XXXIII. Por seu turno, defende neste domínio Carlos A. Fernandes Cadilha que “a indemnização que vier a ser fixada, nessa circunstância, corresponde ao valor pecuniário que for devido pelo facto da inexecução e destina-se a ressarcir o exequente pela impossibilidade ou inconveniência de se efetuar a reparação em espécie mediante a reconstituição da situação jurídica violada; tal significa que não está aí em causa uma indemnização por responsabilidade civil pré-contratual, nem tão pouco uma indemnização que se destine a cobrir todos os danos que possam ter resultado da atuação ilegítima da Administração, mas apenas uma indemnização pelo facto da inexecução, e que não obsta a que o interessado possa lançar mão de uma ação autónoma de responsabilidade para obter o ressarcimento de outros danos ainda subsistentes. (…) Quando se nos depare um pedido indemnizatório por inexecução de sentença, não pode falar-se, por conseguinte, numa indemnização correspondente ao interesse contratual negativo ou ao interesse contratual positivo, mas antes - e, designadamente, em situações de afastamento ilegal ou preterição num concurso - numa indemnização pela perda de oportunidade de nele poder obter um resultado favorável, e que terá de ser fixada segundo critérios de equidade …” [in: “Regime da Responsabilidade Civil Extracontratual do Estado e demais Entidades Públicas - Anotado”, 2.ª edição, 2011, pp. 107/108] [sublinhados nossos].

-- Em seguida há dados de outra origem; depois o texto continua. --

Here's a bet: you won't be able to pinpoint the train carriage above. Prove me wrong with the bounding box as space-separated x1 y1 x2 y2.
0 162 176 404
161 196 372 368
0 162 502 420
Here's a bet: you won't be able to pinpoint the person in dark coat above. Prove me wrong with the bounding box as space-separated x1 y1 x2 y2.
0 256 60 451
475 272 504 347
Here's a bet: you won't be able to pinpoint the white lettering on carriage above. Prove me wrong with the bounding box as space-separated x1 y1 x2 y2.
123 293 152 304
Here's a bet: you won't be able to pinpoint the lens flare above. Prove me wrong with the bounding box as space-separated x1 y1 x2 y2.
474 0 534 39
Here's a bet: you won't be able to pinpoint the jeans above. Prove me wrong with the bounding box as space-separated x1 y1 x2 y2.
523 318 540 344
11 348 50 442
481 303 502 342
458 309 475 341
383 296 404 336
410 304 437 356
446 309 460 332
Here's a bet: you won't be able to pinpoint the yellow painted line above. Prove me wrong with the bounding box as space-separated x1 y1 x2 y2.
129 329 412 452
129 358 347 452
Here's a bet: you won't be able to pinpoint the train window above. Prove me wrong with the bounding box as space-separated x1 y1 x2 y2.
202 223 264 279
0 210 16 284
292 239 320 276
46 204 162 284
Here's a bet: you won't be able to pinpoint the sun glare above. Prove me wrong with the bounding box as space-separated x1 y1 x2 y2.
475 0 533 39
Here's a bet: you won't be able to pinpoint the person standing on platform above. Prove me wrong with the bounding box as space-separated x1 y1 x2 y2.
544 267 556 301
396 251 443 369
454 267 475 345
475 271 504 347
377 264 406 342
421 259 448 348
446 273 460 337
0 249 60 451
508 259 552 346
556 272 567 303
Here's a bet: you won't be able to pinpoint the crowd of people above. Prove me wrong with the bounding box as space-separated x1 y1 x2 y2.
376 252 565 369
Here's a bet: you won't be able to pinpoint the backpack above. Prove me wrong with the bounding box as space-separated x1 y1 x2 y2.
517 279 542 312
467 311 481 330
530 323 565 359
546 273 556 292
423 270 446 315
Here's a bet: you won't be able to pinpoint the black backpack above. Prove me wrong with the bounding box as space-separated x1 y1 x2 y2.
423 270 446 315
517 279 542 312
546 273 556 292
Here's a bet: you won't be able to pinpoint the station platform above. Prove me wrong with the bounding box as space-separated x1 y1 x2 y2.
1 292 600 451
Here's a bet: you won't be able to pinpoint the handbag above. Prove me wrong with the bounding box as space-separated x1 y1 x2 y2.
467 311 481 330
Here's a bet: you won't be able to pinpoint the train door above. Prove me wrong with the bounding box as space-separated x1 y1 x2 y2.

XXXIV. Do que se trata não é uma “convolação do processo executivo numa ação de responsabilidade civil extracontratual destinada a cobrir todos os danos que possam ter resultado da atuação ilegítima da Administração”, mas sim “de assegurar ao exequente, no âmbito de um processo declarativo sumário, uma compensação «pelo facto da inexecução»” [cfr. M. Aroso de Almeida e Carlos A. F. Cadilha in: “Comentário ao Código de Processo nos Tribunais Administrativos”, 3.ª edição, p. 1079].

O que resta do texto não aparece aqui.